The unintended impact of smoking-risk information on concerns about radon: A randomized controlled trial.

Objective: Health communications are often viewed by people with varying levels of risk. This project examined, in the context of radon risk messages, whether information relevant to high-risk individuals can have an unintended influence on lower-risk individuals. Two studies assessed whether information about lung cancer risk from smoking reduced concerns about lung cancer risk from radon among nonsmokers. Method: American nonsmokers viewed radon messages that varied in what they communicated about smoking’s effect on lung cancer risk. Study 1 used a 4-arm factorial, randomized, controlled design in which smoking information was included or excluded from messages assembled from 2 existing radon pamphlets. Study 2 used a 3-arm parallel, randomized, controlled design in which a new radon message excluded smoking information, described smoking as a lung cancer risk, or also described smoking’s synergistic effect with radon. Results: In Study 1, the inclusion of smoking information reduced nonsmokers’ (n = 462) concern-related reactions to possible radon exposure.
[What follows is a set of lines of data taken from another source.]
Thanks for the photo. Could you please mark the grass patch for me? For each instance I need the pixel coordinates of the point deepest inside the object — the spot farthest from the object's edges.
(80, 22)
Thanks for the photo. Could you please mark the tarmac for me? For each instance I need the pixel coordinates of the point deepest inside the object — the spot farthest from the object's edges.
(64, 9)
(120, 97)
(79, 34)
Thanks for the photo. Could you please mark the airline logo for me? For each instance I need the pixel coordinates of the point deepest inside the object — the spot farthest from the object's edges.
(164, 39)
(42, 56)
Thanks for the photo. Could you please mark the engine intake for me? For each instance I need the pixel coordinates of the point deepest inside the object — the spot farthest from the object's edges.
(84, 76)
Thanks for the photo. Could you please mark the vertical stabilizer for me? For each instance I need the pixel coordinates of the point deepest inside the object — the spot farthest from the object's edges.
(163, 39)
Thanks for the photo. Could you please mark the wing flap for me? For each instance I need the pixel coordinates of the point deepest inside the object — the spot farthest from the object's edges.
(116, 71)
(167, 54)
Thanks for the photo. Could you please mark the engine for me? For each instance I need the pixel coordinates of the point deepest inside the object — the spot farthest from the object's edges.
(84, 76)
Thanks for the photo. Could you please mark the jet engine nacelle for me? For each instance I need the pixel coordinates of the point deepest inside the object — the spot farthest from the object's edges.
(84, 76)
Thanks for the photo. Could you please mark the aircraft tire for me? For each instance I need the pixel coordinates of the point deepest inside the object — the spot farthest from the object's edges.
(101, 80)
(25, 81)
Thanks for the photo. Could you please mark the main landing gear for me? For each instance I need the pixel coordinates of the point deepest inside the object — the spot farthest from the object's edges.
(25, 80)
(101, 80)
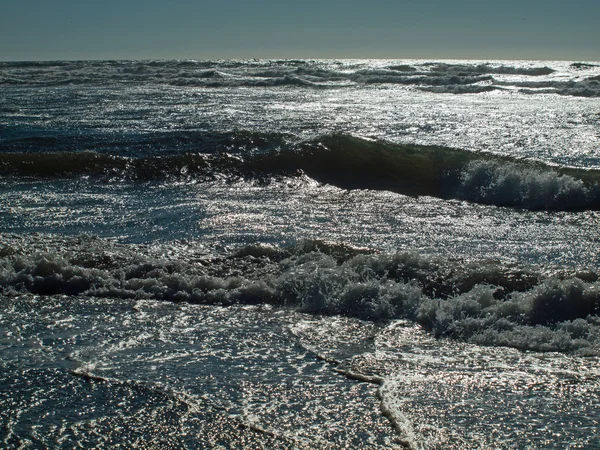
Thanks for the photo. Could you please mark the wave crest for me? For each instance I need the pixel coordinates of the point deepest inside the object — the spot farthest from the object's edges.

In Study 2, nonsmokers’ (n = 583) concern-related reactions were reduced in both smoking-information conditions; intentions to test their home for radon and perceived importance of testing were reduced in the synergistic condition. Conclusion: People reading health-risk information contextualize their risk relative to the risk of others. For people at midlevel risk, concern and related reactions prompted by a health message may be dampened when the message includes information about others who are more at risk. In the case of radon and smoking risks, the inclusion of smoking information can reduce the impact that radon messages have on nonsmokers. (PsycINFO Database Record (c) 2018 APA, all rights reserved)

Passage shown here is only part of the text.